The Texas Democrats’ victory is a temporary one, said Paul Weber in the Associated Press.

The voting bill’s passage is all but certain when Gov. Greg Abbott brings the legislatur­e back for a special session—the only question is when it will happen. Democrats are “betting their dramatic flight” from the statehouse “will make Republican­s think twice about some provisions,” particular­ly the ban on early voting Sunday morning. There has been some talk of compromise, but “bare-knuckled Republican governing is a way of life” in Texas and nothing has been promised. Republican legislator­s have introduced nearly 400 voting bills in 48 states, and many are still pending, said Elise Viebeck in The Washington Post.
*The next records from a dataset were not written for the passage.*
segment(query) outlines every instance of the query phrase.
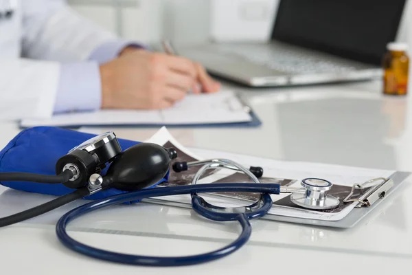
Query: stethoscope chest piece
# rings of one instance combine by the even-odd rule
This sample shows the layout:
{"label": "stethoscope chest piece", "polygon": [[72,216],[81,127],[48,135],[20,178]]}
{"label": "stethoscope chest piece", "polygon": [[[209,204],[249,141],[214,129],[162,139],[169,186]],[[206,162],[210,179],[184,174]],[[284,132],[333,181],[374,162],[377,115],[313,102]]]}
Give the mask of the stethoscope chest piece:
{"label": "stethoscope chest piece", "polygon": [[306,192],[293,192],[290,195],[292,202],[299,206],[320,210],[336,208],[341,203],[336,197],[327,195],[332,186],[328,181],[308,178],[303,179],[301,184]]}

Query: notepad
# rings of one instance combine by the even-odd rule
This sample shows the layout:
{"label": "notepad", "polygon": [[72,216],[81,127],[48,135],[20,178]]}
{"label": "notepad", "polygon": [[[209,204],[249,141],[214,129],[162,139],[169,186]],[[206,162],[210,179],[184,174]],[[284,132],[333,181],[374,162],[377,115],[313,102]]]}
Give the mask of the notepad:
{"label": "notepad", "polygon": [[58,114],[47,120],[26,119],[24,128],[36,126],[257,126],[260,121],[232,91],[188,95],[173,107],[163,110],[103,109]]}

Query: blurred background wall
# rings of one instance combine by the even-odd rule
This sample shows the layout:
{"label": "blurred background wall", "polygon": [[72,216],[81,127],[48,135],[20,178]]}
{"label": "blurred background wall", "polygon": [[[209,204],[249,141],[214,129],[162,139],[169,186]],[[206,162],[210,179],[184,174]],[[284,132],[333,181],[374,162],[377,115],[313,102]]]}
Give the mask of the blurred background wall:
{"label": "blurred background wall", "polygon": [[[408,43],[412,42],[411,1],[407,1],[397,39]],[[178,45],[266,41],[270,37],[278,3],[278,0],[67,1],[82,14],[122,37],[145,43],[157,43],[165,37]]]}

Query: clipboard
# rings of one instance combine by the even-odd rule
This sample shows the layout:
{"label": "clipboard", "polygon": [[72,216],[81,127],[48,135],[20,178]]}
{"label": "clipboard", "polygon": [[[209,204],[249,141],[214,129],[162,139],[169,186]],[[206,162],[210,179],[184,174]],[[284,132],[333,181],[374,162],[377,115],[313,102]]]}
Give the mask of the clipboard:
{"label": "clipboard", "polygon": [[[409,172],[395,172],[388,177],[388,179],[391,180],[391,184],[390,186],[388,186],[387,189],[385,189],[384,197],[376,200],[369,206],[361,206],[360,205],[360,204],[358,204],[356,207],[355,207],[355,208],[354,208],[347,215],[339,221],[321,221],[317,219],[297,218],[275,214],[266,214],[261,219],[270,221],[314,226],[316,227],[320,226],[341,229],[351,228],[354,227],[357,223],[363,219],[367,219],[368,216],[370,216],[371,213],[374,212],[377,208],[380,207],[381,205],[384,205],[387,201],[387,198],[398,192],[398,189],[400,189],[402,186],[405,184],[405,182],[407,182],[407,179],[411,175],[412,173]],[[368,198],[371,198],[371,196],[374,195],[382,195],[379,192],[380,190],[378,189],[375,190],[375,191],[376,192],[371,192],[369,196],[366,197],[365,199],[367,199]],[[161,201],[157,199],[144,199],[143,201],[182,207],[185,208],[192,208],[192,206],[190,204],[188,205],[184,203],[170,201],[165,202],[165,201]]]}
{"label": "clipboard", "polygon": [[57,114],[50,119],[20,121],[21,129],[36,126],[88,127],[257,127],[256,113],[238,94],[226,91],[188,96],[165,110],[99,110]]}

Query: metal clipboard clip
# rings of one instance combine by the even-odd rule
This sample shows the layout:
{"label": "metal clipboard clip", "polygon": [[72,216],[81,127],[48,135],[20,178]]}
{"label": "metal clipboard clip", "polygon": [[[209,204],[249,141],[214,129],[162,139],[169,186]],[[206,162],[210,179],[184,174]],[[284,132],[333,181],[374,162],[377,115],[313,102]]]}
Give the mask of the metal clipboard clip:
{"label": "metal clipboard clip", "polygon": [[[378,180],[382,180],[383,182],[379,184],[376,184],[371,188],[367,193],[365,195],[363,199],[351,199],[353,196],[355,189],[363,189],[365,186],[371,182],[374,182]],[[358,201],[358,204],[355,206],[356,208],[361,208],[362,206],[371,206],[376,201],[383,198],[387,192],[393,186],[393,180],[392,179],[387,179],[385,177],[378,177],[373,179],[367,182],[364,182],[362,184],[355,184],[352,188],[350,193],[343,199],[343,202],[350,203],[354,201]]]}

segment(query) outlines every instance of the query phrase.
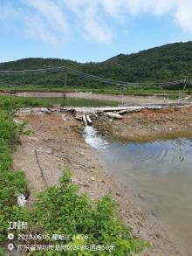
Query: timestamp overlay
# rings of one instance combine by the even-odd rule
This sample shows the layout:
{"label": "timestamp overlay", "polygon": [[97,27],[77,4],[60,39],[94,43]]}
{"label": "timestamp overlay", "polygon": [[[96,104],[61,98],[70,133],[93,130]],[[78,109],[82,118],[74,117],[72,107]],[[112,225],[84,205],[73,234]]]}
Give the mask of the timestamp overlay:
{"label": "timestamp overlay", "polygon": [[9,251],[17,252],[113,252],[115,245],[88,244],[87,234],[65,233],[35,233],[28,228],[25,221],[8,222],[8,245]]}

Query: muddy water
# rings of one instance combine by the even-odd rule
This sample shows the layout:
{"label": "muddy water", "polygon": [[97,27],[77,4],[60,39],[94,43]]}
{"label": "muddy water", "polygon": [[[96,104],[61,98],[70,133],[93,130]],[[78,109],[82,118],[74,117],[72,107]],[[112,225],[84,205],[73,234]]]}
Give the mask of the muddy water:
{"label": "muddy water", "polygon": [[192,139],[107,142],[87,127],[85,140],[125,190],[166,224],[183,255],[192,255]]}

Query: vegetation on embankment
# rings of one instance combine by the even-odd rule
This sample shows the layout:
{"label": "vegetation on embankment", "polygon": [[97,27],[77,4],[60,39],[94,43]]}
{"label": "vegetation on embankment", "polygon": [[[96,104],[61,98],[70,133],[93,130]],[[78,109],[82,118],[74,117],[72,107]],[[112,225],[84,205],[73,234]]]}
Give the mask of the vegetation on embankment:
{"label": "vegetation on embankment", "polygon": [[[39,69],[64,65],[101,78],[133,83],[166,82],[182,78],[188,78],[190,81],[192,80],[192,42],[169,44],[129,55],[120,54],[99,63],[78,63],[58,59],[24,59],[1,63],[0,70]],[[68,75],[67,85],[69,89],[98,90],[102,93],[120,91],[120,87],[115,85],[106,85],[71,73]],[[17,86],[61,88],[64,86],[64,71],[25,75],[4,74],[0,76],[0,86],[15,89]],[[192,90],[191,82],[189,83],[188,88]],[[162,89],[150,86],[127,88],[127,93],[141,93],[142,90],[149,93],[151,90],[159,92]]]}
{"label": "vegetation on embankment", "polygon": [[[117,217],[116,203],[108,197],[92,201],[86,194],[78,192],[78,186],[72,184],[69,168],[65,168],[60,184],[50,187],[38,195],[34,208],[20,208],[17,195],[27,191],[24,171],[12,170],[11,150],[24,133],[24,124],[13,121],[15,109],[21,102],[14,98],[0,97],[0,243],[6,244],[8,222],[24,221],[28,230],[23,243],[30,245],[68,246],[79,251],[65,252],[65,255],[127,255],[140,253],[147,243],[133,238],[131,231]],[[23,102],[24,103],[24,102]],[[15,235],[13,244],[20,230],[11,230]],[[52,234],[68,236],[68,239],[56,240]],[[42,236],[44,235],[44,239]],[[33,237],[37,240],[32,239]],[[26,239],[28,237],[28,239]],[[31,238],[31,239],[30,239]],[[19,240],[22,244],[22,240]],[[86,252],[91,245],[114,245],[115,251]],[[107,246],[106,246],[107,248]],[[3,254],[2,252],[0,252]],[[33,252],[33,255],[64,255],[64,253]]]}

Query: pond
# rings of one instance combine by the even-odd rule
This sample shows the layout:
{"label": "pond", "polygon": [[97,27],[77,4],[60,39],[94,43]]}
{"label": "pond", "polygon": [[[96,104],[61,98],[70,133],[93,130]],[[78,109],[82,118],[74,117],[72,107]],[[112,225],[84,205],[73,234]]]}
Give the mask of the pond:
{"label": "pond", "polygon": [[[26,99],[26,98],[25,98]],[[62,107],[116,107],[120,104],[114,100],[104,100],[95,99],[84,99],[84,98],[29,98],[30,100],[40,102],[43,105],[47,103],[50,106],[61,105]]]}
{"label": "pond", "polygon": [[127,194],[157,215],[192,255],[192,138],[109,142],[88,127],[85,140]]}

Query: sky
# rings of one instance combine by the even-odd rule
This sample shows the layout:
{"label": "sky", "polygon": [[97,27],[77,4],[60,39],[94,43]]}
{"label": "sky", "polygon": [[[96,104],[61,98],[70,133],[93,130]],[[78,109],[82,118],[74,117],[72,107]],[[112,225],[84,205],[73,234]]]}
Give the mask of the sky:
{"label": "sky", "polygon": [[103,61],[192,40],[192,0],[0,0],[0,62]]}

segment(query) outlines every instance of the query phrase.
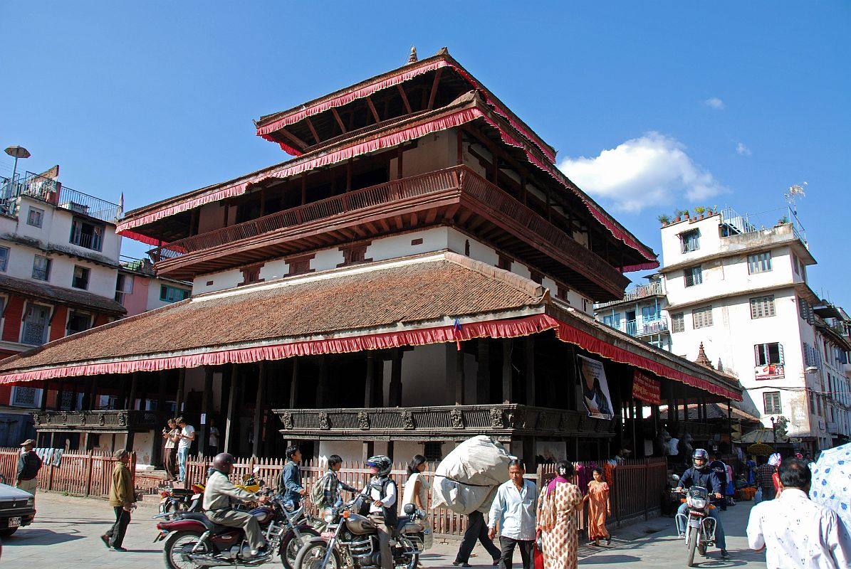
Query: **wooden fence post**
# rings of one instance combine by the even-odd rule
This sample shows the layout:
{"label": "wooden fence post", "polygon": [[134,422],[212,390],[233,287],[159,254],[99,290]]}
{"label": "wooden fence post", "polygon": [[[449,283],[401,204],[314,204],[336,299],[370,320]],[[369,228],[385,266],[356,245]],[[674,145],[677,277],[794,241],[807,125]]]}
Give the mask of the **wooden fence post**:
{"label": "wooden fence post", "polygon": [[83,491],[83,495],[89,498],[89,495],[92,492],[92,464],[94,461],[92,459],[92,451],[89,449],[89,456],[86,458],[88,464],[86,464],[86,487]]}

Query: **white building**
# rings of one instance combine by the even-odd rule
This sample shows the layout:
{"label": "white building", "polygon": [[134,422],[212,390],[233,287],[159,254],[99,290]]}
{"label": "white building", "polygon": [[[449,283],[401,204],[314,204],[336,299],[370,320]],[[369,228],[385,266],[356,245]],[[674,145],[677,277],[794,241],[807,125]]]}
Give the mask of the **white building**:
{"label": "white building", "polygon": [[[714,363],[739,378],[764,427],[788,420],[797,447],[830,447],[828,425],[847,435],[847,403],[826,401],[831,384],[847,400],[848,356],[832,350],[851,348],[830,325],[823,332],[814,326],[813,308],[822,303],[808,285],[807,267],[816,260],[796,226],[757,228],[725,210],[661,232],[662,316],[670,319],[672,351],[694,360],[702,342]],[[821,352],[831,354],[828,365]]]}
States “to watch in the coming weeks” include Arizona, where proposed measures would tighten ID requiremen­ts for mail-in voters and set earlier postmarkin­g deadlines, and Michigan, where “a stream of proposals” include limiting the use of drop boxes and “empowering partisan election challenger­s.”

If “democracy is dying,” Democrats need to act like it, said Luke Savage in TheAtlanti­c.com. H.R. 1 and the John Lewis Voting Rights Act—which would restore parts of the 1965 Voting Rights Act struck down in 2013—will die in the Senate unless Democrats use their 51 votes to eliminate the filibuster. Centrist Democratic Sens. Joe Manchin and Kyrsten Sinema both insist they won’t take that step, which means that Republican­s will determine the election rules in 2022 and 2024. Biden and Democrats must do “whatever it takes to bring holdout senators onside, in private or in public.”